Making your own RealVideo files


April 20, 1997

By Al Fasoldt
Copyright © 1997, Al Fasoldt
Copyright © 1997, The Syracuse Newspapers

   Last week I described an amazing way to watch live TV programs on the Internet. The invention is called RealVideo. All you need to watch live or rebroadcast TV shows is a free software program from Progressive Networks, the developer of the RealAudio system.
   The free RealVideo player (and a $30 version with more features) can be downloaded from the Progressive Network's World Wide Web site, https://realstore.real.com/playerplus/order/index.html.
   RealVideo turns normal TV pictures into highly compressed images that are reconstructed by the RealPlayer at your PC or Mac.
   But the RealVideo folks have another treat. If you have any computer video files -- especially if you have a QuickCam camera or similar computer-based video device -- you can make your own RealVideo recordings. Think of them as the computer version of videotapes. And you can make your own live video for broadcast on the Web.
   The RealVideo encoder is a software program available only for Windows 95 and its heavy-duty cousin, Windows NT. It's free, although the current version will stop working in June. (Progressive Networks will have an improved version before then, but it may not be free.)
   You can download the free RealVideo encoder from this Web site: http://www.real.com/products/encoder/realvideo/index.html. You may find the site busy at prime time; if so, try it before dinner or when you first get up in the morning.
   I've been making my own RealVideo TV Webcasts for a few weeks. Although I appear on a regular TV show, I'm still too shy to send out my live TV signals to anyone outside my home-office network. But I've also converted many of my standard Windows video recordings -- called AVI files -- to RealVideo recordings, and I've done the same thing for the half-dozen home-grown AVI recordings I made of the neighbor kids when they were clowning in front of the camera.
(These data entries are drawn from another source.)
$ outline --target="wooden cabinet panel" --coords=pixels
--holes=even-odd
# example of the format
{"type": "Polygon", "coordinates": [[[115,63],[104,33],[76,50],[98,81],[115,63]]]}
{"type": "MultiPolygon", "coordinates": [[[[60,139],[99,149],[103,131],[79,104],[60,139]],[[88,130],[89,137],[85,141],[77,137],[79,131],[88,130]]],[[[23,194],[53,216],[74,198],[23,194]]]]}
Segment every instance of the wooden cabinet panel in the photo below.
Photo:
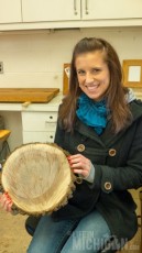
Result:
{"type": "Polygon", "coordinates": [[[24,22],[80,19],[80,0],[22,0],[24,22]]]}
{"type": "Polygon", "coordinates": [[[142,18],[141,0],[81,0],[83,20],[142,18]]]}

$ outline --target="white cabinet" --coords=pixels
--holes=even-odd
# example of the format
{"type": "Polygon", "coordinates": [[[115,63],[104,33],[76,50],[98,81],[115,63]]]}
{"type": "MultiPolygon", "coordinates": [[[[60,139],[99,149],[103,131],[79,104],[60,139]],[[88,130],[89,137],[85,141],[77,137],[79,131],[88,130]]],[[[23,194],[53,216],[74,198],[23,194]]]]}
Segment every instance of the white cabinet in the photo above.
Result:
{"type": "Polygon", "coordinates": [[[83,20],[142,18],[142,0],[81,0],[83,20]]]}
{"type": "Polygon", "coordinates": [[[23,22],[80,20],[80,0],[22,0],[23,22]]]}
{"type": "Polygon", "coordinates": [[[57,122],[57,111],[23,111],[23,143],[53,142],[57,122]]]}
{"type": "Polygon", "coordinates": [[[24,22],[142,18],[141,0],[22,0],[24,22]]]}
{"type": "Polygon", "coordinates": [[[0,0],[0,23],[21,21],[21,0],[0,0]]]}

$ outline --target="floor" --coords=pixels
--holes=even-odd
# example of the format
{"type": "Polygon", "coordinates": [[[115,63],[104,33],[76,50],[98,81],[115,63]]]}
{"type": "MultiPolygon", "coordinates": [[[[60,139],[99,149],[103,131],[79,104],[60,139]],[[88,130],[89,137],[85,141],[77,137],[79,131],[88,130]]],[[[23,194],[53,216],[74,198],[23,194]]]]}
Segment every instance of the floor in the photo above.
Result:
{"type": "Polygon", "coordinates": [[[25,216],[12,216],[0,209],[0,253],[26,252],[31,237],[24,229],[25,219],[25,216]]]}

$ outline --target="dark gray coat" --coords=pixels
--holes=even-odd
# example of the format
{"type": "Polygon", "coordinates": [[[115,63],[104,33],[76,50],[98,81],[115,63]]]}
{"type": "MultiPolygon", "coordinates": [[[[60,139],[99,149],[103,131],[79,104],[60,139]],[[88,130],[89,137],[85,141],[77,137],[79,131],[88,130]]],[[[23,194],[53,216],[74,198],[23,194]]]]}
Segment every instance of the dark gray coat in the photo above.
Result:
{"type": "Polygon", "coordinates": [[[110,132],[111,122],[100,136],[78,119],[74,134],[57,125],[55,143],[70,154],[81,153],[89,158],[95,180],[77,185],[67,206],[53,213],[54,219],[80,218],[96,208],[113,235],[128,240],[134,235],[136,206],[128,189],[142,186],[142,102],[134,100],[130,108],[133,122],[117,135],[110,132]],[[78,151],[79,144],[85,151],[78,151]]]}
   In all cases, the resulting broadcasts and recordings were better than I had expected. The live camera feeds could have used more processing muscle -- a computer faster than my 100 MHz PC would have helped -- because the work of squeezing the data in each picture must be done instantly, in real time. But converting my AVI recordings into RealVideo files went very well, because processor speed does not matter. (Slower computers just take longer to convert the videos.)
   Two aspects of the RealVideo encoder impressed me when I converted my AVI files.
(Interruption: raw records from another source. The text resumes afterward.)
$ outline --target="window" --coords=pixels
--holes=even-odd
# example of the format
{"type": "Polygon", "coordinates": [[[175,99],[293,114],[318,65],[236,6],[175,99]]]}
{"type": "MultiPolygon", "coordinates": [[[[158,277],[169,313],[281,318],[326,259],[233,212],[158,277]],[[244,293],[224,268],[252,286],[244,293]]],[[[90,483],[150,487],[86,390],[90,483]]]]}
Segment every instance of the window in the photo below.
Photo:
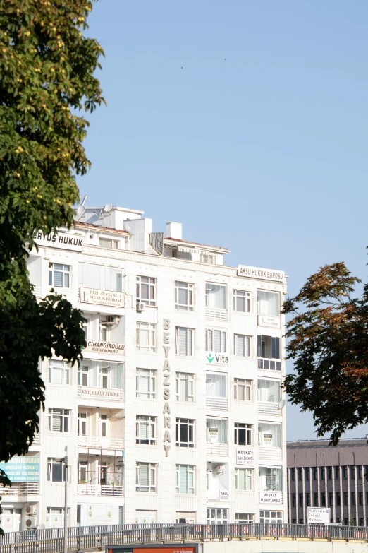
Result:
{"type": "Polygon", "coordinates": [[[156,371],[151,369],[137,369],[135,383],[137,398],[156,398],[156,371]]]}
{"type": "Polygon", "coordinates": [[[282,469],[259,467],[259,491],[282,492],[282,469]]]}
{"type": "Polygon", "coordinates": [[[49,359],[49,383],[70,384],[70,367],[65,361],[49,359]]]}
{"type": "Polygon", "coordinates": [[[175,309],[193,311],[194,286],[189,283],[175,281],[175,309]]]}
{"type": "Polygon", "coordinates": [[[240,357],[250,357],[250,336],[234,334],[234,355],[240,357]]]}
{"type": "Polygon", "coordinates": [[[228,509],[207,508],[207,524],[227,524],[228,509]]]}
{"type": "Polygon", "coordinates": [[[194,401],[195,375],[188,372],[175,374],[176,401],[194,401]]]}
{"type": "Polygon", "coordinates": [[[253,489],[253,470],[235,468],[235,489],[252,492],[253,489]]]}
{"type": "Polygon", "coordinates": [[[194,494],[194,466],[192,465],[176,465],[175,492],[176,494],[194,494]]]}
{"type": "Polygon", "coordinates": [[[156,305],[156,278],[137,277],[137,302],[146,305],[156,305]]]}
{"type": "Polygon", "coordinates": [[[234,379],[234,399],[238,401],[252,401],[252,381],[234,379]]]}
{"type": "Polygon", "coordinates": [[[54,409],[49,408],[49,432],[69,432],[70,409],[54,409]]]}
{"type": "Polygon", "coordinates": [[[78,413],[77,434],[78,436],[87,436],[87,413],[78,413]]]}
{"type": "Polygon", "coordinates": [[[176,419],[175,445],[176,447],[194,447],[192,419],[176,419]]]}
{"type": "Polygon", "coordinates": [[[104,265],[92,265],[80,263],[78,264],[79,285],[85,288],[123,291],[122,270],[104,265]]]}
{"type": "Polygon", "coordinates": [[[226,287],[221,284],[206,283],[206,307],[226,309],[226,287]]]}
{"type": "Polygon", "coordinates": [[[258,425],[258,445],[262,447],[281,447],[281,425],[260,422],[258,425]]]}
{"type": "Polygon", "coordinates": [[[235,521],[238,524],[252,524],[254,516],[249,513],[235,513],[235,521]]]}
{"type": "Polygon", "coordinates": [[[262,524],[282,524],[282,511],[260,511],[259,522],[262,524]]]}
{"type": "Polygon", "coordinates": [[[49,263],[49,286],[55,286],[58,288],[70,288],[70,266],[49,263]]]}
{"type": "Polygon", "coordinates": [[[226,353],[226,331],[216,328],[206,328],[206,351],[226,353]]]}
{"type": "Polygon", "coordinates": [[[152,463],[137,463],[135,491],[156,492],[156,465],[152,463]]]}
{"type": "Polygon", "coordinates": [[[274,336],[257,336],[257,355],[258,368],[281,371],[280,338],[274,336]],[[262,357],[262,359],[259,359],[262,357]]]}
{"type": "Polygon", "coordinates": [[[257,312],[259,315],[280,316],[280,292],[257,291],[257,312]]]}
{"type": "Polygon", "coordinates": [[[234,290],[234,311],[250,313],[250,292],[234,290]]]}
{"type": "Polygon", "coordinates": [[[226,375],[206,373],[206,393],[207,398],[226,398],[226,375]]]}
{"type": "Polygon", "coordinates": [[[207,442],[209,444],[228,443],[228,420],[207,419],[207,442]]]}
{"type": "Polygon", "coordinates": [[[47,482],[65,482],[65,465],[53,458],[47,459],[47,482]]]}
{"type": "Polygon", "coordinates": [[[137,323],[137,350],[156,351],[156,326],[153,323],[137,323]]]}
{"type": "Polygon", "coordinates": [[[78,369],[78,384],[123,389],[124,364],[116,361],[84,359],[78,369]]]}
{"type": "Polygon", "coordinates": [[[175,352],[177,355],[192,356],[193,335],[192,328],[175,327],[175,352]]]}
{"type": "Polygon", "coordinates": [[[278,403],[281,399],[280,382],[278,380],[258,380],[258,401],[278,403]]]}
{"type": "Polygon", "coordinates": [[[146,417],[137,415],[135,422],[135,443],[146,446],[154,446],[155,439],[154,417],[146,417]]]}
{"type": "Polygon", "coordinates": [[[243,422],[235,422],[234,440],[237,446],[252,445],[252,426],[243,422]]]}
{"type": "Polygon", "coordinates": [[[118,249],[119,246],[119,242],[118,240],[113,240],[110,238],[99,238],[99,246],[102,248],[118,249]]]}
{"type": "Polygon", "coordinates": [[[89,368],[88,365],[79,365],[78,371],[78,386],[88,386],[89,368]]]}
   First, the encoder provided many quality levels. I was able to choose the appropriate level easily. (Choices include a "talking heads" option for videos that don't have much movement, for example. This keeps you from wasting a lot of the video on scenes that are static.)
   Second, the resulting RealVideo files took up only a small fraction of the file-storage space the originals did. This showed how clever the RealVideo encoding technique is, because I was careful to make sure the videos retained as much of their original quality as possible. (The encoder has two main viewing windows, so you can look at the original and the encoded RealVideo version at the same time, while you are creating the RealVideo file. This makes it easy to see if the RealVideo version is faithful.)
   One of the AVI videos of the kids next door is stored as a 13-megabyte file and plays for about three minutes. The RealVideo version is less than 1 megabyte. The original would not fit on a floppy disk and is too big to send across the Internet to a typical user with a dialup connection, but the RealVideo version fits on a floppy with room to spare and can be sent by e-mail easily.
   The sound quality usually suffered on all my RealVideo productions, although it was usually good enough for kids-making-faces recordings. It was never up to real hi-fi standards, reaching the quality of good AM radio (in stereo) most of the time.
   A quick note: You don't need to make your own computer videos using a QuickCam camera or any other video device to try out the RealVideo encoder. Everyone who has a Windows 95 installation CD has AVI files available. There are some excellent ones on the CD-ROM.